How to display user activities/actions within application (Best Practices)

Summary:
As users take actions within our application (update forms, post new creations, download artifacts, etc) our application needs to save who did what for auditing and logging. Finally, we need to be able to display that information back to our end users. What information from an Auth0 user ID token is best to save and how to display it back in a human consumable way? What is the fastest way to get this information back to an end-user?

Sample Use Case Story:

Jack, auth0 user ID: “auth0|5b5ehashhashhash”, authenticates with Auth0 and has his user roles checked within our system. Jack edits a form and submits and update to it. The system authorizes him against his roles and allows the action.
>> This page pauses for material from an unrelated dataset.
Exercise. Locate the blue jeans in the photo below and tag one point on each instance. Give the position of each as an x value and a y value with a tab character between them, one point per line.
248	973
Along with the new form edits we log whom last edited it (Jack) and the time it was edited. Jack can now see the updated form and that he is the last editor of it. Specifically, Jack see’s his user-chosen nickname “Jack” as the last editor and the system has securely saved a value representing “Jack” that may or may not be his user ID, his nick name or some combination thereof.
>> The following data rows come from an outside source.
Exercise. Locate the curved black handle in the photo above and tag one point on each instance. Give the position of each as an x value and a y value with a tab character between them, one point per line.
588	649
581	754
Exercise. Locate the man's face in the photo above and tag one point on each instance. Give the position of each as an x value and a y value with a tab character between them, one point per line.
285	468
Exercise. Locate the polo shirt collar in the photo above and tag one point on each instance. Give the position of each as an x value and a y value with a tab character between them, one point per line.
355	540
Jim now logs in and wants to see who all has been editing documents. Jim queries the system and receives back a list of User Information Values that allow him to see various user-chosen nicknames representing themselves. This way Jim knows that Jack modified a document that he wasn’t supposed.

Assumed Implementation:
Our system should store the Auth0 customer ID for every action a user takes and should pluck that customer ID out of the auth Token that is passed in on every request. Then, upon retrieval, the system should query Auth0 for each of the unique customer IDs and return back to the UI/end-user a fully populated object of the customer ID and that user’s chosen nick-name for display purposes (along with any other system proprietary data that was requested). This implementation makes data retrieval take slightly longer as a second lookup call to Auth0 must be made before returning data to the UI.
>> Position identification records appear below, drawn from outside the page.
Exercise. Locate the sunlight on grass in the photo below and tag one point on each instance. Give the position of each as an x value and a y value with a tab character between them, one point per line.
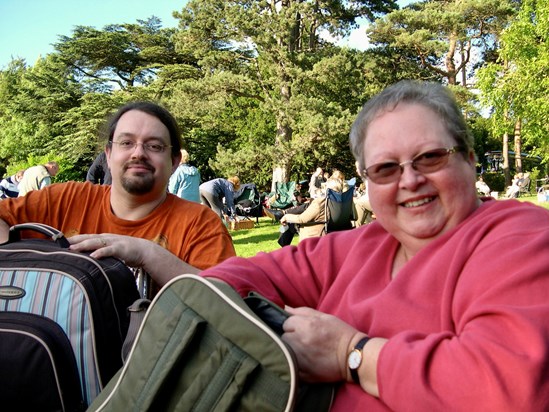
262	238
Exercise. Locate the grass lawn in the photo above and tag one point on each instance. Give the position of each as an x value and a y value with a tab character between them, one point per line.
263	237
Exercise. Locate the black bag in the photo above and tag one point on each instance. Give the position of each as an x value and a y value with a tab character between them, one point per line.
63	321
Alternative Implementation:
Our system should store the Auth0 customer ID for every action a user takes and should pluck that customer ID out of the auth Token that is passed in on every request. Then, upon retrieval, the server sends to the UI the customer ID. If the UI wants to display more information about that ID (like the nick-name) an additional query will be made that fetches that user’s information. Thus a total of two calls will be made: 1) server stored data 2) any user nick-names we wish to display. That way the penalty for user lookup could be separated if there is value in the data before knowing the usernames.

Ideal Implementation:
User nickname and User Id is returned from the server and the nickname doesn’t get out of sync with updates made to Auth0 without having to pay expensive time looking up values.